Food safety is part of a healthy lifestyle

The Academy of Nutrition and Dietetics sponsors March as National Nutrition Month to inspire citizens to make intelligent food choices for a healthy lifestyle.

Food safety is part of a healthy lifestyle

National Nutrition Month® is an educational and informational campaign sponsored by the Academy of Nutrition and Dietetics that encourages Americans to focus on the importance of wise food choices for a healthy life. Their 2015 theme is “Bite into a healthy lifestyle everywhere you go!” It only makes sense that you won’t be as healthy if you don’t take food safety seriously as an important part of good health. Personally, I would say, “Bite into a healthy and safe food lifestyle everywhere you go!”

What would a safe food lifestyle include? Michigan State University Extension has four easy to follow food safety suggestions that are recommended by the Partnership for Food Safety.

  1. Clean – wash hands and surfaces often
  • Twenty seconds is all it takes to wash your hands well with warm water and soap, before and after handling food.
  • Make sure your kitchen counters, table, dishes, pans, utensils, cutting boards and similar items are all clean when preparing food.
  • Rinse all fresh fruits and vegetables under lukewarm water; if they have a firm skin use a vegetable brush while rinsing them. A new recommendation is to dry produce with a clean paper towel or clean cloth before cutting into the produce or eating it.
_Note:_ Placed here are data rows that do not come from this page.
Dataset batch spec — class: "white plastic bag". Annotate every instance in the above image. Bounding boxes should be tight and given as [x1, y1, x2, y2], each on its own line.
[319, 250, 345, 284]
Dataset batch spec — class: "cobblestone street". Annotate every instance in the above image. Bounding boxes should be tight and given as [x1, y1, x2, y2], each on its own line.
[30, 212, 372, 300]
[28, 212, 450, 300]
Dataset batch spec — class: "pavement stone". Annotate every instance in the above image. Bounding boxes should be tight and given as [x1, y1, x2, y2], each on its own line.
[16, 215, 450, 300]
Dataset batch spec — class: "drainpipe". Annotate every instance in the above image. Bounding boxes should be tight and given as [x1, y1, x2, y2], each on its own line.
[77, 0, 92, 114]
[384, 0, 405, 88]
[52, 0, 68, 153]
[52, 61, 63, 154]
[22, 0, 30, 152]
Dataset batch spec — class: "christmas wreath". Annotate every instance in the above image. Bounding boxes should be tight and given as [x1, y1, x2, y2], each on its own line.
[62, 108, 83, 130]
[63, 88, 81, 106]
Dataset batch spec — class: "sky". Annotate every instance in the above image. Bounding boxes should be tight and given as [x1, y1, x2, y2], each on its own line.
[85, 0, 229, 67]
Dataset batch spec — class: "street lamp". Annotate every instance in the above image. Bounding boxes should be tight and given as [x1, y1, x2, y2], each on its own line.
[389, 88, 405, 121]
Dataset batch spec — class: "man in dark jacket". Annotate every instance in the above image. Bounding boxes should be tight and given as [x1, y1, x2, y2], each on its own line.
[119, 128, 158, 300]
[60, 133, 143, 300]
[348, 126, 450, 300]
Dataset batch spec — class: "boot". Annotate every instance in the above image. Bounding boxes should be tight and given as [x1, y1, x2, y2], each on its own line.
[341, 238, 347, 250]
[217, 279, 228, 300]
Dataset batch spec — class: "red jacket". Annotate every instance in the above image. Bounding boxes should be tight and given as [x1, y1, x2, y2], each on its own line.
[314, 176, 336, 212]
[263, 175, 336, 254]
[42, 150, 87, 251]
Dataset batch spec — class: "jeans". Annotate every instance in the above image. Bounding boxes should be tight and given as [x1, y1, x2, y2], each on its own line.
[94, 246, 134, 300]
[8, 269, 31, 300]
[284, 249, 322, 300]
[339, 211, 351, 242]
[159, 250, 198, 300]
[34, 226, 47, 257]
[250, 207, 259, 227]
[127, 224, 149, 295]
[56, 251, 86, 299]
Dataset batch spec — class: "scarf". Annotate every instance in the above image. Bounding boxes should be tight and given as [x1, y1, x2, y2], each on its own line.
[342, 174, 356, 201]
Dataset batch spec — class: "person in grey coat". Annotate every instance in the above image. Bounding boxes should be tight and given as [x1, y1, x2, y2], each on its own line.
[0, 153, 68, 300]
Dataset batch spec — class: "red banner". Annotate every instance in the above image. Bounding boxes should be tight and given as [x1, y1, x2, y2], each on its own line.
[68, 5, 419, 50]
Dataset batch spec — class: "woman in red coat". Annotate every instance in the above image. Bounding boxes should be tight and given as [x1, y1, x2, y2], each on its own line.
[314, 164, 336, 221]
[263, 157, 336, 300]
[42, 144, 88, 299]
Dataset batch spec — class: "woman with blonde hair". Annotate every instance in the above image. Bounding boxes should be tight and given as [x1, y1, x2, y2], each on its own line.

      2.   Separate – don’t cross-contaminate

  • When grocery shopping separate raw meat, poultry, seafood and eggs from other foods. Do this in your grocery bags and in your refrigerator as well.
  • Use separate cutting boards for fresh produce and for raw meat, poultry and seafood.
  • If a plate has held raw meat, poultry, seafood or eggs do not put cooked food on that plate until it has been thoroughly washed.

      3.   Cook – to correct temperatures

      4.   Chill – cold temperatures slow the growth of harmful bacteria

  • Put perishable food in the refrigerator as soon as you get home from the grocery store.
  • Your refrigerator should read 40 degrees Fahrenheit on the appliance thermometer that you have in the refrigerator.
  • Do not over-stuff your refrigerator. Cold air must circulate around the refrigerator to keep food cold.
  • Never defrost food at room temperature. Defrost food in the refrigerator, in cold water or in the microwave. Food thawed in cold water or in the microwave should be cooked immediately.

You can’t see, smell or taste harmful bacteria that may cause foodborne illness. Safe food handling, cooking and storing is essential to preventing foodborne illness and a necessary part of being healthy.